How do you define obscenity?

Mike Diana: I had to do a lot of soul-searching. When I was first going to my lawyer, we talked about my reasons for doing it to explain it to the jury. We talked about TV news – how it made me feel bad and want people to know what was going on. Knowing there are child molesters in the community and they just get away with it was offensive to me. But as a child, you don’t really have a voice.

People’s closed-mindedness offended me. They just feel like they know everything, that their opinion matters and mine does not. I knew about the censorship of music with the PMRC, of horror films, and pornography. In Florida, you could go to a porn theatre but you can’t touch yourself or open your pants. I lived near the one where Pee Wee Herman was busted. Four undercover cops were sitting near him – that’s where our tax money goes – and when he pulled it out they pounded on him. The hypocrisy of people just made me crazy. Some people are empowered to have their own opinion, even though their opinion is about squashing other people’s views.

“Some people are empowered to have their own opinion, even though their opinion is about squashing other people’s views” – Mike Diana

Can you describe what it was like to finally be off probation as of February 2020?

Mike Diana: When I was convicted, I was facing three years in jail but since I had no previous record, the judge gave me three years probation instead. One of the conditions was I wasn’t allowed to draw – or even have any pencils in my apartment because they could come in without a warrant to search for them. I was filing an appeal so we put the probation on hold until the outcome of the appeal, and I just decided to move to New York City in 1996 as my birthday gift to myself. The day after I arrived in New York my father called and told me the police were looking for me, just by coincidence. The appeal was denied – and they denied any further appeals.

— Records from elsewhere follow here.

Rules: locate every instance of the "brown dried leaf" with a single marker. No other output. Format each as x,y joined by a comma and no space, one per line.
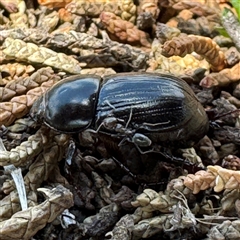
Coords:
123,31
24,224
204,46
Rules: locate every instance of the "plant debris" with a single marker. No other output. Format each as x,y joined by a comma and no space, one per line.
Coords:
88,193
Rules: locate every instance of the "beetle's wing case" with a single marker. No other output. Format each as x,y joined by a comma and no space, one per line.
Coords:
71,103
156,103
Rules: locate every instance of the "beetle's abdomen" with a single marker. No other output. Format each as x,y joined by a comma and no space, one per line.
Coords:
152,104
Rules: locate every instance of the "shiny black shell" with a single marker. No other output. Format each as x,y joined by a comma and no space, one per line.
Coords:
162,107
69,106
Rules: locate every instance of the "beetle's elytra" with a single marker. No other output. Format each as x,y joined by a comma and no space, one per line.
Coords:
161,107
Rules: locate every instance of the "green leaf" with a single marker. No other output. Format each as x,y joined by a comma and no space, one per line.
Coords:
236,5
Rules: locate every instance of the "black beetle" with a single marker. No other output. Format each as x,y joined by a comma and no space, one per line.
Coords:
143,108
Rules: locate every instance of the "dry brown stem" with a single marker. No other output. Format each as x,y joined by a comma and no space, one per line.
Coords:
204,46
222,78
94,8
29,52
28,149
22,85
54,3
215,176
123,31
24,224
15,70
39,171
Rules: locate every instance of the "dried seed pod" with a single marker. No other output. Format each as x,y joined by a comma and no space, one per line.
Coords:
128,9
222,78
165,32
231,162
226,230
122,229
49,21
151,201
22,85
54,3
175,65
215,176
98,224
232,56
198,8
29,52
26,223
227,134
191,155
93,8
148,11
14,70
39,171
199,26
98,71
208,151
204,46
230,98
28,149
201,180
123,31
231,23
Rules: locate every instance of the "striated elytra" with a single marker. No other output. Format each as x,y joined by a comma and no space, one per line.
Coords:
145,107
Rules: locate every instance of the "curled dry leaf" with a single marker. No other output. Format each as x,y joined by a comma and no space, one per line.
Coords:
24,224
22,85
29,52
54,3
204,46
123,31
222,78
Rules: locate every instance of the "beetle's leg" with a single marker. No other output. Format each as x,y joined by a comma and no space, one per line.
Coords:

Since I was already living in New York, they couldn’t extradite me on misdemeanour charges. They tried to switch my probation to New York and the probation officer laughed and said, ‘We can’t get involved in this.’ So the probation officer in Florida said they would let me do it by mail, and I could just send them the monthly $50 probation fee. I started getting behind and it was easy for me to say, ‘Screw it, I’m done.’ I snuck in and out of Florida a few times to visit my mother but I always felt like it was hanging over my head. So when we did the documentary [Boiled Angels: The Trial of Mike Diana], we had a Kickstarter and raised extra money just to pay the fine and my lawyer.

Can you tell us about your drawing of 9/11 for Death Book III?

Mike Diana: I was living in North Bergen, New Jersey at the time. At 9am, my neighbour knocked on my door and said that something had happened to the World Trade Center. We went up to the roof, because we had an amazing view of everything, and I saw an explosion which I later learned was the second plane. I didn’t realise I was somewhat traumatised from watching this horrible thing. I ended up doing a two-page comic for a 9/11 tribute by Dark Horse Press, and on the first anniversary, I did this drawing for Death Book III.

Can you speak about the significance of Death Book III in 2022, at a time when people are alternately consumed by grief or living in complete denial?

Mike Diana: One thing about humans is that they’re not going to stop reproducing. Most people are not going to say, ‘Well this world is too crappy for us to bring life into it.’ Even if we’re living in domes, people are going to do what they do. It’s a strange thing.

Death Book III is published by Baron Books and is out now.